A company with your IP address can profile your activity and inundate you with targeted ads. It’s also all the ammunition a hacker needs to carry out disruptive Denial-of-Service (DoS) and Man-in-the-Middle (MitM) attacks.

Those living under totalitarian governments, however, have the most cause for concern, as leaked evidence of prohibited web activity can lead to legal action.

It’s particularly prudent for journalists to be protected against DNS leaks. For example, China and Russia are two countries that implement strict internet surveillance, and issue fines in regards using unauthorised VPNs to access banned sites like Facebook.

How to prevent DNS leaks

Any VPN provider worth its salt will have DNS leak protection safeguards. How wide-ranging these are varies, but one of the most vital components is a VPN that operates its own DNS servers.

Proton VPN is pretty comprehensive in this regard.
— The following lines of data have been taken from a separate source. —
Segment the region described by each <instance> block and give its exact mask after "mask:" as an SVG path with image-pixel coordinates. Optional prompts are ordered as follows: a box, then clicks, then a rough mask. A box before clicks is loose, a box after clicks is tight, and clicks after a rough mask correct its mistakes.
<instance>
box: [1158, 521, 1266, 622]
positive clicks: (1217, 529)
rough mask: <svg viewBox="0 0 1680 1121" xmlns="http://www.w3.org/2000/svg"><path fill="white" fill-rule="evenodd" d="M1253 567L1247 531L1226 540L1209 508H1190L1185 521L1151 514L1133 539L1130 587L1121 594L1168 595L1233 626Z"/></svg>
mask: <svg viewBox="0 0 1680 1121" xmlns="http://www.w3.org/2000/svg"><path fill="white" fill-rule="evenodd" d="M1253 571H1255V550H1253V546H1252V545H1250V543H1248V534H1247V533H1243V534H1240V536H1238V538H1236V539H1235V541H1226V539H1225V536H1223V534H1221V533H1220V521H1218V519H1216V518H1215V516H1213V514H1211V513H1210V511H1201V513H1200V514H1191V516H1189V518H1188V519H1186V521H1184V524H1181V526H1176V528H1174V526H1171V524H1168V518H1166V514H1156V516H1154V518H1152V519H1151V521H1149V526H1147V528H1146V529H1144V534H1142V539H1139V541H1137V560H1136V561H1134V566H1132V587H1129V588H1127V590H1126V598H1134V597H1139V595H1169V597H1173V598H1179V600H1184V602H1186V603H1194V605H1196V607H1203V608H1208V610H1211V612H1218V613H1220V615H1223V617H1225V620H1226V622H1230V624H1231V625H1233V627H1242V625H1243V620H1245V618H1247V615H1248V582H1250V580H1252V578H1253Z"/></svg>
As one of the most secure VPNs, it runs its own DNS servers and gives users a suite of solutions to counteract privacy threats like leaks. There's a kill switch to keep your web traffic from being transmitted outside of your VPN tunnel, for example, and procedures to mitigate IPv6 and WebRTC-related vulnerabilities.

On top of that, some VPNs offer DNS filtering tools (e.g. NetShield) that can block malware capable of changing your network’s DNS so you’re rerouted to fraudulent websites.

You can tinker with your own DNS settings, which might include adopting a custom DNS resolver like Cloudflare (1.1.1.1), and manually changing your own settings across multiple systems. If you have the technical know-how, why not?

For novices, though, there’s a high possibility of misconfiguration that can hinder your VPN’s own leak prevention measures and result in DNS leaks to keep on happening.

Using a reputable VPN with DNS leak protection is often the easiest option – especially as many of them offer comprehensive privacy safeguards you can activate at the touch of a button.